The site-specific cleavage of double-stranded RNA by ribonuclease III of Escherichia coli is a key step in the maturation, function and decay of cellular and viral RNAs. Nucleases similar to RNase III occur in eukaryotic cells, and perform similar functional roles. The long-term objective is to determine the enzymatic mechanism of double-stranded RNA recognition and cleavage and its role in RNA maturation, function and decay. Specific Watson- Crick base-pair sequences determine the RNase III binding site, and an internal loop determines whether one or both RNA strands are cleaved The pattern of cleavage in turn controls RNA function and half-life. The Specific Aims are to: 1. Determine the Watson-Crick base-pair sequence features which confer specific binding of RNase III. RNase III recognition of substrate is dependent upon specific Watson-Crick base-pair (W-C bp) sequences near the cleavage site. To determine W-C bp sequence features which confer specific binding, substrates containing bp substitutions or base analogues lacking functional groups will be tested for their in vitro binding and cleavage activities. In vitro genetic selection will determine the range of W-C bp sequences that confers specific binding. 2. Determine the RNA structural features that confer single-strand cleavage. An internal loop switches the pattern of double-strand cleavage to single-strand cleavage. To determine how this motif allows RNase III binding, but confers single-strand cleavage, mutant substrates with altered internal loop sequences will be tested for their binding affinities and cleavage reactivities. In vitro genetic selection will be used to determine the range of internal loop structures that confer binding and/or cleavage. 3. Determine 2'-hydroxyl group involvement in binding, and the energetic contribution of ionic and hydrophobic interactions. A specific set of substrate 2'-hydroxyls and phosphodiester oxygens may directly contact RNase III and contribute to overall binding energy. To identify the 2'-hydroxyl groups important for binding 2'-deoxyphosphorothioate-substituted RNAs will be used in modification-interference assays, and site-directed 2'-deoxy- substituted substrates will be tested for their in vitro binding and cleavage reactivities. The ionic and hydrophobic contributions to binding will be determined by measuring substrate binding affinities as a function of salt concentration and temperature, respectively.

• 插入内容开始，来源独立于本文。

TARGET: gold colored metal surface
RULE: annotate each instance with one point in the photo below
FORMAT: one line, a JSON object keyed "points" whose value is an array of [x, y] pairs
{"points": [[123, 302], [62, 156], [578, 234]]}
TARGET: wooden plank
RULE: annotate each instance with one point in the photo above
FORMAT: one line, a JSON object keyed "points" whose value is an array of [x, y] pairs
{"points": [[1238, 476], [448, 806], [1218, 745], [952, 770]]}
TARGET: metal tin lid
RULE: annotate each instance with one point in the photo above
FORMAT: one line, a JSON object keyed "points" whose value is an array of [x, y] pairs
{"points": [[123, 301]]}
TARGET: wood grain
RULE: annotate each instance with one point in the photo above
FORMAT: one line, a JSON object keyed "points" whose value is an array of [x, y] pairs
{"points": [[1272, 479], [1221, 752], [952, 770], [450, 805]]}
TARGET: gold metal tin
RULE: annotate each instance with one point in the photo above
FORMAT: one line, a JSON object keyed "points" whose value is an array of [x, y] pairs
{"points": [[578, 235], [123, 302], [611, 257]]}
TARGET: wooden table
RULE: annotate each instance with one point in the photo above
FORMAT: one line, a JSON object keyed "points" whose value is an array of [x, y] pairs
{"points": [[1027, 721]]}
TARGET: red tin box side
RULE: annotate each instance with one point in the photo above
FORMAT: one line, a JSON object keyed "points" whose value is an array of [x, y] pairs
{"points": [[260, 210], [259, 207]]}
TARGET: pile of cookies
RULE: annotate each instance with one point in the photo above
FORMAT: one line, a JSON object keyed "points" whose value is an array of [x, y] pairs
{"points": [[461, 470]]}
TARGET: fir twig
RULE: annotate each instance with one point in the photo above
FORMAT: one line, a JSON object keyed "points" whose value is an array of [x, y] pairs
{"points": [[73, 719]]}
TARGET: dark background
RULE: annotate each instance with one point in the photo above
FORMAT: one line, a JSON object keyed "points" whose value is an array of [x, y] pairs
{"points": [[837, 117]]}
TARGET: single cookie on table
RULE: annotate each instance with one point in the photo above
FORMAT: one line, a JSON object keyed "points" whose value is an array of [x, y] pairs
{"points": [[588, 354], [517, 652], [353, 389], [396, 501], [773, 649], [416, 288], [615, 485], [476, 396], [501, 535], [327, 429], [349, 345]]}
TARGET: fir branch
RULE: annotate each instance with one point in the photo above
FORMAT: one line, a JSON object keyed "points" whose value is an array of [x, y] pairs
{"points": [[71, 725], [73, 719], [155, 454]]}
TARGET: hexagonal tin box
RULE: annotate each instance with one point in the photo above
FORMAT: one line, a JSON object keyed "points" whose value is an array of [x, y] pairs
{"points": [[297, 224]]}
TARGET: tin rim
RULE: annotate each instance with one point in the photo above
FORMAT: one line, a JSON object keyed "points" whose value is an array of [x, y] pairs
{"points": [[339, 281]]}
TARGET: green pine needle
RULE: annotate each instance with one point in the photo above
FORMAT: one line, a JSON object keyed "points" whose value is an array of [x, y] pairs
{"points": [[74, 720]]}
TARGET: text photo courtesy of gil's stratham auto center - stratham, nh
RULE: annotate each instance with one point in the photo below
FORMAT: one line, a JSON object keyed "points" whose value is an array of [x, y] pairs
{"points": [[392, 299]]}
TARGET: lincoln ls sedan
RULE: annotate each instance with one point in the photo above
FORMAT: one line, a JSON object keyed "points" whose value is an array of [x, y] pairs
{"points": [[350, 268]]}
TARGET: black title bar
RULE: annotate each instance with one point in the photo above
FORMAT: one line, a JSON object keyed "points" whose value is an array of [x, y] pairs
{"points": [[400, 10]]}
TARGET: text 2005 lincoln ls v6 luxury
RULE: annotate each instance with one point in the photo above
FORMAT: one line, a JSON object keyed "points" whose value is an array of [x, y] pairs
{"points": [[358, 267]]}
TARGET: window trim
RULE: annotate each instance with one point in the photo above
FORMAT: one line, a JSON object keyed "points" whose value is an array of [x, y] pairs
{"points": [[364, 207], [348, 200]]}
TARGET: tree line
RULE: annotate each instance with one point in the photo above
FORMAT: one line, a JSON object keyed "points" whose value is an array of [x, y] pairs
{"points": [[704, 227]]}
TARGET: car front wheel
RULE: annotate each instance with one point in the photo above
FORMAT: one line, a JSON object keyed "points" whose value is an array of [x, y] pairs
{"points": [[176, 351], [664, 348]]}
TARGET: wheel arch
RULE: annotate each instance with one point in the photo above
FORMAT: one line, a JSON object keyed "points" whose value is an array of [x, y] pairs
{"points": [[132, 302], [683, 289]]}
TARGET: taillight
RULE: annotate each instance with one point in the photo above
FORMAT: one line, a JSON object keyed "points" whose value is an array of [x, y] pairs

大肠杆菌核糖核酸酶III对双链RNA的位点特异性切割是细胞和病毒RNA成熟、功能和降解的关键步骤。 类似于RNase III的核酸酶存在于真核细胞中，并且执行类似的功能作用。 长期目标是确定双链RNA识别和切割的酶机制及其在RNA成熟，功能和衰变中的作用。 特异性的沃森-克里克碱基对序列决定了RNA酶III的结合位点，而内环决定了一条或两条RNA链是否被切割。切割的模式反过来控制RNA的功能和半衰期。 具体目标是：1. 确定赋予RNase III特异性结合的沃森-克里克碱基对序列特征。 RNase III对底物的识别依赖于切割位点附近的特异性Watson-Crick碱基对（W-C bp）序列。 为了确定赋予特异性结合的W-C bp序列特征，将检测含有bp取代或缺少官能团的碱基类似物的底物的体外结合和切割活性。 体外遗传选择将确定赋予特异性结合的W-C bp序列的范围。 2. 确定赋予单链切割的RNA结构特征。 内环将双链切割模式转换为单链切割模式。 为了确定该基序如何允许RNA酶III结合，但赋予单链切割，将测试具有改变的内环序列的突变体底物的结合亲和力和切割反应性。 体外遗传选择将用于确定赋予结合和/或切割的内环结构的范围。 3.确定2 '-羟基参与结合，以及离子和疏水相互作用的能量贡献。 一组特定的底物2 '-羟基和磷酸二酯氧可以直接接触RNA酶III并有助于总结合能。 为了鉴定对于结合重要的2 '-羟基，将在修饰-干扰测定中使用2'-脱氧硫代磷酸酯取代的RNA，并且将测试定点2 '-脱氧取代的底物的体外结合和切割反应性。 通过测量底物结合亲和力分别作为盐浓度和温度的函数来确定离子和疏水性对结合的贡献。